I was wrong in a previous post when I said I thought the Sunday art markets were in the district known as Antigone. I found that out today when we went to the doctors, and later visited the real Antigone. And what a difference. This part of Montpellier is very new.
This is a pan shot of the Place d’Europe in the Antigone precinct.

But, before we visited Antigone Mick had to go to a doctor to get a script. Nothing to worry about – as we always knew he’d need to do this at some stage during our 12 months away. Our current hosts recommended a doctor they go to. Surprisingly, it only cost €25.
I took this photo of the surgery while Dr Delpech was finalising his previous visit.

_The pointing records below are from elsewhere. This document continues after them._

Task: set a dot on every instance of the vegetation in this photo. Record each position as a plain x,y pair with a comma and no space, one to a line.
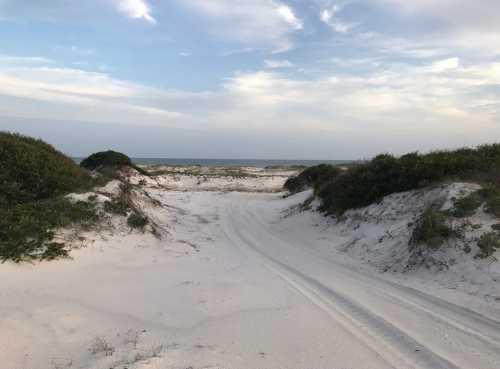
27,230
312,177
466,206
366,183
31,170
136,220
488,244
34,177
431,229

There was no receptionist. To make an appointment you must phone between certain hours – which Mick did. So, when we arrived, there was no receptionist, only other patients waiting for his or her appointment. And typically French, anyone who came in said “Bonjour Monsieur-Madams” and as they left they said “Au revoir“. Such a polite culture, and such an easy way to run a practice – very few overheads. Plus Dr Delpech did look pleased that we did not need a receipt and we paid him in cash.
Once finished with the doctor, we made our way to our real destination of Antigone. We passed another pretty clever mural – Montpellier has quite a few of these.
The Antigone precinct was started in 1977, and most of the buildings are the designs of a Spanish architect – Ricardo Bofill.
The Antigone precinct is located between the old centre and the River Lez.
There were concrete foot bridges across the river. Possibly too dangerous for Australian standards. But ironically, there was an Australian Bar overlooking this exact spot. Apparently you can get a cheap Fosters beer there – but we decided to give that a miss.
I’ve grabbed this excerpt from Wikipedia which helps explain a little about this area.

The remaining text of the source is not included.